Not a single dream invaded the exhausted sleep that claimed Riona. All she knew was warmth and the comfort of Kieran’s strength. She could remain like this forever.
Kieran roared and rolled away from her as if she’d bitten him in her sleep.
Robbed of his shoulder, Riona’s head struck the tree trunk. With a cry, she sat bolt upright, instantly alert, certain Maille’s entire army surrounded them.
Leila lay sprawled at Kieran’s feet as well, staring up at him fearfully.
“What is wrong with you?” Riona demanded upon seeing nothing that offered threat in the sunlit glen. Nothing to explain a comfy shoulder being snatched from under her and the rough bark of a tree smacking her in its place. She brushed the annoying pain at the side of her head. It was wet, as if she’d sweated profusely. What in heaven …
It must have come from her
pillow
, for the other side of her head was dry.

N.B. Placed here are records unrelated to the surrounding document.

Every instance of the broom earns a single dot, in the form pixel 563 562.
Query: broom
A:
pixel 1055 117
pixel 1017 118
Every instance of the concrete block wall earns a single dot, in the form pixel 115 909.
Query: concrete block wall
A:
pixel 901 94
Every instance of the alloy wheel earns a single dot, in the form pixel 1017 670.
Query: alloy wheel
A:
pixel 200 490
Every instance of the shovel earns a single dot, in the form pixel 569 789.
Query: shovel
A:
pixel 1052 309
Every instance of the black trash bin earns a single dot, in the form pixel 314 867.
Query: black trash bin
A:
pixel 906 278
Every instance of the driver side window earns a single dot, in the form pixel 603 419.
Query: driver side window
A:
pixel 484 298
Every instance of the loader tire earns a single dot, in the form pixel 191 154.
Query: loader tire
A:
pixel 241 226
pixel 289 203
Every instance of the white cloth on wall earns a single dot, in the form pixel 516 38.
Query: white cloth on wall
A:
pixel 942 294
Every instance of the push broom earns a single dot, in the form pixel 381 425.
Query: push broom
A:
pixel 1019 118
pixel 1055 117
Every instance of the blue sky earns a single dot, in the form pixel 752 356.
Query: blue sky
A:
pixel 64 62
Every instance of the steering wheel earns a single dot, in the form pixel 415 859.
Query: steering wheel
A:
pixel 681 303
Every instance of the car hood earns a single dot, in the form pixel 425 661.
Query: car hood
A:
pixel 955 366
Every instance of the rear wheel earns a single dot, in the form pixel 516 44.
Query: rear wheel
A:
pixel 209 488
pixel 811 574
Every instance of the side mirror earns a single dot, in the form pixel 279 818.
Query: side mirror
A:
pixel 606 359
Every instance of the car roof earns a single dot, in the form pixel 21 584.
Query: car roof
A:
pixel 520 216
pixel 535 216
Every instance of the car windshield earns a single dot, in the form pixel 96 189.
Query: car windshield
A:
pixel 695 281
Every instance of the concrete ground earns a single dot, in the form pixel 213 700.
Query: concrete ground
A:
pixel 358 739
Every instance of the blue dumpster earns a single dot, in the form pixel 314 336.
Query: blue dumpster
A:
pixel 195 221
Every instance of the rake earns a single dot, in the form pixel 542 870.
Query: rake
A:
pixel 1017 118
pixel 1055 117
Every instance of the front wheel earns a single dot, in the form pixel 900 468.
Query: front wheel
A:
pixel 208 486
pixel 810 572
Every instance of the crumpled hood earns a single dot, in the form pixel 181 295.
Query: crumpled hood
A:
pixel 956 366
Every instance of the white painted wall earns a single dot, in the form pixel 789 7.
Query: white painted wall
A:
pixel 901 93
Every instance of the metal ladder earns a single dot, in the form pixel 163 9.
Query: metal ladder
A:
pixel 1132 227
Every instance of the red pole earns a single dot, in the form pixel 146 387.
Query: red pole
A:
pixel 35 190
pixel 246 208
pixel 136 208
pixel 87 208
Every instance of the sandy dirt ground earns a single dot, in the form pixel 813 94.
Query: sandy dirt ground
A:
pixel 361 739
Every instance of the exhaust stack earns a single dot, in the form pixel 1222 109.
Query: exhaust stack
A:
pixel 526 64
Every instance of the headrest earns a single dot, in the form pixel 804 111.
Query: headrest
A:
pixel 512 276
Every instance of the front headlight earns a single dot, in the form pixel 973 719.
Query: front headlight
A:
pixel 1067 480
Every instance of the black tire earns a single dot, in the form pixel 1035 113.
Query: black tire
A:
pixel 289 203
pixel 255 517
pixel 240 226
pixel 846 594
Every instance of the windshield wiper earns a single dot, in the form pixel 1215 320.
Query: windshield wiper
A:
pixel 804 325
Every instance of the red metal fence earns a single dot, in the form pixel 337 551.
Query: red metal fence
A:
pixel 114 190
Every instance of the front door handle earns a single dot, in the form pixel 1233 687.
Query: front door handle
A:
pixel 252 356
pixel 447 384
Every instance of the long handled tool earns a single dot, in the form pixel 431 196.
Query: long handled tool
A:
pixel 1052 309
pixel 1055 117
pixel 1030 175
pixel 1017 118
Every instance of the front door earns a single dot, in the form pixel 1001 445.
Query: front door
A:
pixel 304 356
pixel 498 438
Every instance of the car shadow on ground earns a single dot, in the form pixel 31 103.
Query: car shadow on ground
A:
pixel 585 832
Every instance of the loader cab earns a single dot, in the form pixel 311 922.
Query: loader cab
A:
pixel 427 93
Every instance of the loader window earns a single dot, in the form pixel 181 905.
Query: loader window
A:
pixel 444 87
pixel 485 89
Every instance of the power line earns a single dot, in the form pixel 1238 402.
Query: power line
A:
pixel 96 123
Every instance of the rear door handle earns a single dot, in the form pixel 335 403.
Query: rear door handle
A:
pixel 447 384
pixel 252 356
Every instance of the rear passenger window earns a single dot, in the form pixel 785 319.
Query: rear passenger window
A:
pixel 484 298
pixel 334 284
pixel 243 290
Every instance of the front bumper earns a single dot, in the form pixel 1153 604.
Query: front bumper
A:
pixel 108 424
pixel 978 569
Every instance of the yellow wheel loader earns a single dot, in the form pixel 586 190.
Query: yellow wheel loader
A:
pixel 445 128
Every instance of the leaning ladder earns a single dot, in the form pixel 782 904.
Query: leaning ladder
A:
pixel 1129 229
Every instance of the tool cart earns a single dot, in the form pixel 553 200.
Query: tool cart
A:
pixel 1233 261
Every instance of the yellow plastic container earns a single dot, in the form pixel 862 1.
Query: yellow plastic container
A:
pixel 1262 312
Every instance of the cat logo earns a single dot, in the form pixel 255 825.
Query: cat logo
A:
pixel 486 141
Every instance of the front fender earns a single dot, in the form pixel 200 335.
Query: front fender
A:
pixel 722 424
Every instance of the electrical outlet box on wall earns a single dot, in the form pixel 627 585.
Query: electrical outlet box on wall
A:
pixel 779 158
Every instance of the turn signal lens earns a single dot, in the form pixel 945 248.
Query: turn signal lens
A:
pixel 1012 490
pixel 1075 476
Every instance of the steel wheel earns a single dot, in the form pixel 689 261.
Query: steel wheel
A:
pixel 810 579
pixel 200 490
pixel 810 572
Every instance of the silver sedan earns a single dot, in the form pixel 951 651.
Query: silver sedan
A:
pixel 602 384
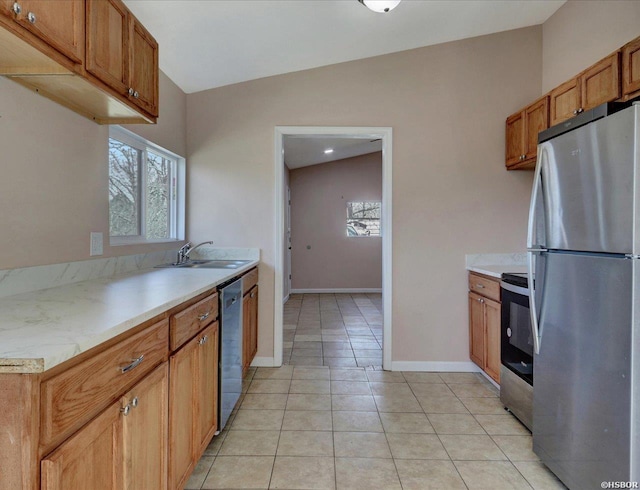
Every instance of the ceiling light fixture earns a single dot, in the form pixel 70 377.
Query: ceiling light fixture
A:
pixel 380 6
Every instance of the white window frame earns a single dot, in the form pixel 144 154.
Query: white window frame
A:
pixel 176 212
pixel 379 220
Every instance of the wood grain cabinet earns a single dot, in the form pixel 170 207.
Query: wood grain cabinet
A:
pixel 123 415
pixel 484 323
pixel 522 134
pixel 92 56
pixel 124 447
pixel 193 414
pixel 631 69
pixel 122 54
pixel 596 85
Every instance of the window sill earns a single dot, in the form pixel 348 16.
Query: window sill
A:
pixel 117 241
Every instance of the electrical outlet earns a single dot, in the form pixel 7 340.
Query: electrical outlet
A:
pixel 96 243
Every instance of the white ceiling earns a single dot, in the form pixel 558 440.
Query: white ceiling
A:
pixel 211 43
pixel 302 151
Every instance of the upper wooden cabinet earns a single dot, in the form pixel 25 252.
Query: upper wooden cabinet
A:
pixel 60 24
pixel 109 59
pixel 143 63
pixel 522 134
pixel 631 69
pixel 596 85
pixel 122 54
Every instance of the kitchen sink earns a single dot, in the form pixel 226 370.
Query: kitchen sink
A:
pixel 206 264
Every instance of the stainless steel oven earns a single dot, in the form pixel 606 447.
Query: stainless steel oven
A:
pixel 516 350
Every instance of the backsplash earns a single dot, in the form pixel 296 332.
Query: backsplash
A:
pixel 474 260
pixel 17 281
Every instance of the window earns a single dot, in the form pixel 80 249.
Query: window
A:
pixel 363 218
pixel 146 191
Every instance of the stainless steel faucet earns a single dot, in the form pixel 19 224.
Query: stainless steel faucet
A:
pixel 185 250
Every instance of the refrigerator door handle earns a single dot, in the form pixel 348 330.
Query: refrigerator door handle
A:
pixel 533 310
pixel 531 229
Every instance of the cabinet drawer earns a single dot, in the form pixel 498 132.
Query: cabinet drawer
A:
pixel 191 320
pixel 489 288
pixel 75 396
pixel 249 280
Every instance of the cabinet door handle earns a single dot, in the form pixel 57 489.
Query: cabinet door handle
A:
pixel 133 364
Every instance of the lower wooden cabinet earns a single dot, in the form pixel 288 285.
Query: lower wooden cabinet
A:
pixel 193 414
pixel 124 447
pixel 249 327
pixel 484 330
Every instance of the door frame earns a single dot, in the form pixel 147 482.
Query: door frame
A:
pixel 385 134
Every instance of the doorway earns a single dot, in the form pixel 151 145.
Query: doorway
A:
pixel 384 135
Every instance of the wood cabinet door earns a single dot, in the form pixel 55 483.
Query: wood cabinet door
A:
pixel 107 43
pixel 601 82
pixel 564 101
pixel 92 458
pixel 492 319
pixel 536 119
pixel 631 67
pixel 59 23
pixel 207 389
pixel 514 139
pixel 253 330
pixel 146 432
pixel 143 67
pixel 183 368
pixel 476 329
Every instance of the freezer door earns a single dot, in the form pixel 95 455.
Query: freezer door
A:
pixel 582 402
pixel 584 188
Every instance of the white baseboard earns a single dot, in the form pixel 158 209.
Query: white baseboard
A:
pixel 438 366
pixel 263 362
pixel 336 290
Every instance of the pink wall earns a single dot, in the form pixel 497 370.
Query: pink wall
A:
pixel 319 196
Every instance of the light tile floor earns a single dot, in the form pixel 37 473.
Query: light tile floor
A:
pixel 334 427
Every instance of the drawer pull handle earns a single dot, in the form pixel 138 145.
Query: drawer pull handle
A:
pixel 133 364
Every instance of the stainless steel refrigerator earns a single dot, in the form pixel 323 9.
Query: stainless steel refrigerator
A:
pixel 584 250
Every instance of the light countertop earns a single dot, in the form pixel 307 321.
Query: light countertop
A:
pixel 41 329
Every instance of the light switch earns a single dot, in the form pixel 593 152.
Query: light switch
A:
pixel 96 243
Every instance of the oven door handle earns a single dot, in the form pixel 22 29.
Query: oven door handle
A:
pixel 514 289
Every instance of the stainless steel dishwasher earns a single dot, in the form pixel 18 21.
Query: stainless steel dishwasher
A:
pixel 230 367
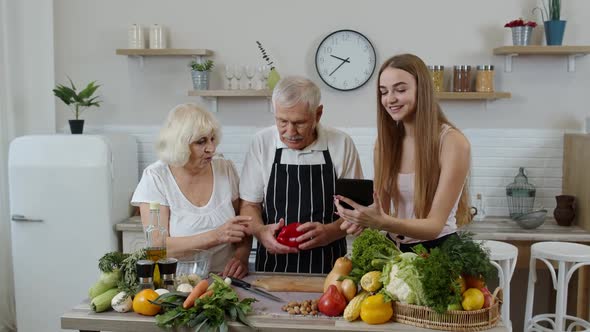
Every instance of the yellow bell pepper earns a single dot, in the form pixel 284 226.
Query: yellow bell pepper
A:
pixel 374 310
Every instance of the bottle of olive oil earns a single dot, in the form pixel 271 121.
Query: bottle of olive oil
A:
pixel 155 236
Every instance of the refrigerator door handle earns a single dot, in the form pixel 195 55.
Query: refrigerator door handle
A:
pixel 20 217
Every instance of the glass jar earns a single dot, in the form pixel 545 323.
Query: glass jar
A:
pixel 462 78
pixel 484 79
pixel 437 73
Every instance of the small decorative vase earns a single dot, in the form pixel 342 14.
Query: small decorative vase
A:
pixel 554 31
pixel 76 126
pixel 521 36
pixel 565 212
pixel 200 80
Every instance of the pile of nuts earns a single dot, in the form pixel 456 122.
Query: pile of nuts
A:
pixel 307 307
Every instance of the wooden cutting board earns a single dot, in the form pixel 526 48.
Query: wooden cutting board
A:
pixel 290 284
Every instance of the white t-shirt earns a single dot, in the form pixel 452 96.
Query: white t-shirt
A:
pixel 260 157
pixel 157 184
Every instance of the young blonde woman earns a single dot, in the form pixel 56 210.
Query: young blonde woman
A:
pixel 421 163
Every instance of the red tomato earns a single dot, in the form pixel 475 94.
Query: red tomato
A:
pixel 332 303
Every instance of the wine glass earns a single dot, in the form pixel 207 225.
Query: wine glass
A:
pixel 265 73
pixel 238 72
pixel 260 81
pixel 250 72
pixel 229 74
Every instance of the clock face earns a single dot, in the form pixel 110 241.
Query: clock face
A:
pixel 345 60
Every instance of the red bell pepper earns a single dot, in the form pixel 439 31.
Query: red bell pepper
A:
pixel 289 234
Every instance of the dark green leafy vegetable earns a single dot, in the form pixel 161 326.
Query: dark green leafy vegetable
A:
pixel 209 313
pixel 474 260
pixel 111 261
pixel 370 245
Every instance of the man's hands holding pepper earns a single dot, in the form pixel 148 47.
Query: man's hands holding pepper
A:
pixel 304 236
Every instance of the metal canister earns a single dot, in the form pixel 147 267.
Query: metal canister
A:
pixel 484 79
pixel 437 74
pixel 462 78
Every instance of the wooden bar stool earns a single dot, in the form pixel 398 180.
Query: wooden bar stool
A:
pixel 569 257
pixel 503 256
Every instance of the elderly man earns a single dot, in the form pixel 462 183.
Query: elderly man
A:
pixel 289 176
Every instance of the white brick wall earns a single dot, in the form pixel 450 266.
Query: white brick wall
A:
pixel 496 156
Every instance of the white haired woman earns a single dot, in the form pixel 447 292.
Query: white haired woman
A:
pixel 198 194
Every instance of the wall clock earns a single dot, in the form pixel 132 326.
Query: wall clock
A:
pixel 345 60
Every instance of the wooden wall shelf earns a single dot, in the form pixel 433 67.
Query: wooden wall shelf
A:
pixel 572 52
pixel 212 95
pixel 163 52
pixel 230 93
pixel 472 95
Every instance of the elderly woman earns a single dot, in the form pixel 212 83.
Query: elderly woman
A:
pixel 198 194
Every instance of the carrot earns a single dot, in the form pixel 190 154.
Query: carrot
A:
pixel 206 294
pixel 197 291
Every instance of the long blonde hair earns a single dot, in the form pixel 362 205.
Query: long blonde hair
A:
pixel 388 148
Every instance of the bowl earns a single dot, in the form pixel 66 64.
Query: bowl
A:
pixel 532 219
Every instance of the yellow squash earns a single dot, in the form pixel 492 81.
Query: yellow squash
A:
pixel 374 310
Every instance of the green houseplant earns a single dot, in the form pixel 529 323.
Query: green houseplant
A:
pixel 77 101
pixel 554 25
pixel 200 73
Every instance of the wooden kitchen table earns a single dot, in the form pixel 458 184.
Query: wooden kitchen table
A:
pixel 266 316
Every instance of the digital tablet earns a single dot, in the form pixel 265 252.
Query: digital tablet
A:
pixel 360 191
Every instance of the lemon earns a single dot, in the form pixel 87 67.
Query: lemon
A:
pixel 370 281
pixel 473 299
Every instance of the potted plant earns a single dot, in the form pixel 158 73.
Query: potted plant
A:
pixel 77 101
pixel 521 31
pixel 554 25
pixel 200 73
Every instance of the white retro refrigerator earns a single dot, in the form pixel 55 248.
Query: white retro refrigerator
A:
pixel 66 194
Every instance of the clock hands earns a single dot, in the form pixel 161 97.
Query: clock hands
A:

A second shout distracted her. Kieran grabbed at the front of his leine and stared at Leila, mouth hanging open.
“I’m wet, that’s what’s wrong! And I suspect yon lapdog’s the culprit.” He pointed to Leila, and the child scrambled backward toward her brothers at the fierceness of his accusing glare.
Fynn and Liex unfolded from their huddle, grinning sleepily.
“It happens to us all the time,” Liex consoled the glowering man.
“She wet on me, Riona,” Kieran exclaimed. “She sneaked onto my lap like a mangy cur and
wet
on me.”
Riona tried to master the humor tugging at the corners of her mouth. Poor Leila was terrified, and Kieran was in no mood to see the humor of the situation. “Come here, love,” she said to the child. “Did you and Kieran have an accident?”
“I
had no accident. ’Twas her.”
Riona flashed a warning look at him. “Stop acting like a baby. Like Liex said, it happens.”
Mortified, Leila mumbled something into Riona’s skirt.
“What’s that, little one?” Riona asked.
Liex giggled. “Seargal did it.”
“Seargal?” Riona cast a dubious look at the little girl, but Leila wouldn’t glance up at her. She glared at Kieran in disgust. “This child
has never lied about this before. You’ve frightened her into lying with all that bellowing.”
“The devil take him,” Kieran swore.
“Who? An imaginary figure?” Riona chuckled wryly. “Faith, you become more childlike by the moment. Next I’ll be wondering if you seek to blame this little one who cannot defend herself.”